Срамнов сразу предупредил: не пролезет дите, узка боярыня в бедрах, не успела раздаться.
Так оно и вышло.
Орала-орала, горемычная, день, ночь, и еще день, а разродиться не может.
Яшка вышел к белому от переживаний Автоному Львовичу, вытер о подол окровавленные руки. «Решай, боярин. – Он барина всегда так называл, хоть стольнику до боярина, как воробью до сокола. – И сына потеряешь, и жену. Могу дите на куски разъять и по частям вынуть. Тогда боярыня жива останется. А не то ее распорю, попробую мало?го достать чревом».
Колебания у Зеркалова не было, даже мгновенного. Хотя жену, конечно, пожалел. Радовала она его, пичуга. Глаза в цвет колокольчиков. И смех такой же, колокольчиком.
Поэтому не доверил Яхе. Все сделал сам.
Подошел к постели, где она лежала бледная, измученная. Поцеловал в горячие, обкусанные губы. Накрыл лицо подушкой, подержал. Она, как цыпленочек, только слабенько трепыхнулась. А как Срамной ей станет брюхо вспарывать, Автоном Львович глядеть не стал. Тяжко.
Стоял за дверью, молился Господу, чтоб не зазря жена сгинула. И услышал Бог, смилостивился.
Мальчик был хоть слабенький, но живой. Когда Яха его по скользкой гузке шлепнул, а тот ни гу-гу, Зеркалов сначала испугался. Но младенец открыл глаза.

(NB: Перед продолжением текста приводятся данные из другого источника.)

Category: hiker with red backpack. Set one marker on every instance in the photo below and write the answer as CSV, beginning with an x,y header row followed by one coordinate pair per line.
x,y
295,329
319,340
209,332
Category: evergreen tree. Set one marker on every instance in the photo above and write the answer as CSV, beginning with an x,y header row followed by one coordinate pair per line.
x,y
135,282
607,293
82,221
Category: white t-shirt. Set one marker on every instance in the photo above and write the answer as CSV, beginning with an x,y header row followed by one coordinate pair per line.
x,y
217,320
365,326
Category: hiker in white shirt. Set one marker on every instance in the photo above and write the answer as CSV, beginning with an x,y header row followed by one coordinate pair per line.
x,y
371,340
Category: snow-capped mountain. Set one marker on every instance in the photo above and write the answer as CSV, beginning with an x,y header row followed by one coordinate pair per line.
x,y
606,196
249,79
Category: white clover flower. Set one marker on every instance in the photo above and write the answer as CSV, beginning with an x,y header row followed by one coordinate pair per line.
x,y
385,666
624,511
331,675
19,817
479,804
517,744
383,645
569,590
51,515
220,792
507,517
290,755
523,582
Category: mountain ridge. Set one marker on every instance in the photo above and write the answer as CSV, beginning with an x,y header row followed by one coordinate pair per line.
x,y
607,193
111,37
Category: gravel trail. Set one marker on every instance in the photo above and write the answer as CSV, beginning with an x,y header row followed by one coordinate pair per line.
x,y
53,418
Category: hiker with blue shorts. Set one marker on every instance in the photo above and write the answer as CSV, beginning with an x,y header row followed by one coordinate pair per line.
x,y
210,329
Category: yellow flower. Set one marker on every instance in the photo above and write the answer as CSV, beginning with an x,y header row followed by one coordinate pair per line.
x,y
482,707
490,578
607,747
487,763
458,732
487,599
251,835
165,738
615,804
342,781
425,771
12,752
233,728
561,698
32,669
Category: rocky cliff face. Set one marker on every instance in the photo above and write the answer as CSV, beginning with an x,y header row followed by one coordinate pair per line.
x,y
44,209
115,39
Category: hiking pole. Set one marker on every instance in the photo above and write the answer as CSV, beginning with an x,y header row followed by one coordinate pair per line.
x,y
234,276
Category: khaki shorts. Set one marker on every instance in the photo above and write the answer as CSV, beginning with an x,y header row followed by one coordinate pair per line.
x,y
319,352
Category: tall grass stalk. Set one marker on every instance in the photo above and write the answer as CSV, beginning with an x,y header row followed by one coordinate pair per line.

Если у матери-покойницы они были синими, словно колокольчики, то у сына еще чудней – сиреневые. Или, красиво сказать, лиловые, как чужеземный цветок фиалка.
Будь воля Автонома Львовича, он не отходил бы от колыбели ни днем, ни ночью, все любовался бы своим драгоценным отпрыском. Но служба есть служба. Тем более, тут судьба решалась – и правительницы Софьи, и ее ближнего стольника, а значит, и стольникова сына.
Надо было ехать в Троицу, подавлять нарышкинскую смуту. И так сколько времени упущено!
Осторожно облобызав крошечного Софрония, отец вверил его нянькам и отправился в недальний, но опасный путь. Крестин еще не было, но имя уже определилось – в честь Софьи Алексеевны, о чем ей уже сказано, – и царевна порадовалась, обещала быть крестной матерью. Великое дело для Зеркалова, предвестие будущего высокого взлета.
Софья, конечно, не из-за имени так расчувствовалось. Мало ль и раньше Софрониев да Сонек наплодили придворные искатели. Хоть и железная она правительница, а все-таки, баба. Страшно ей. И что у Автонома благополучно младенец родился, то царевне благой знак и утешение, а про смерть роженицы стольник говорить не стал, ни к чему сейчас. Наврал, что здорова.
Давно уже приживал Зеркалов при верховной власти. Из кожи вон лез, чтоб выбиться, а многого достичь не выходило, до самого последнего времени. Когда сестру Авдотью за одного из Милославских выдал, очень вознадеялся на перемену, да обсчитался. Князь Матвей оказался самой что ни на есть младшей ветви, не сильно богат, а к тому же робок. Из вотчины подмосковной только по большим праздникам выезжал, места хорошего и для себя не просил, не то что для зятя. Едва-едва Автоном в стольники прорвался. Но стольников этих в Кремле сотни три, притом у большинства рука посильней и мошна потолще.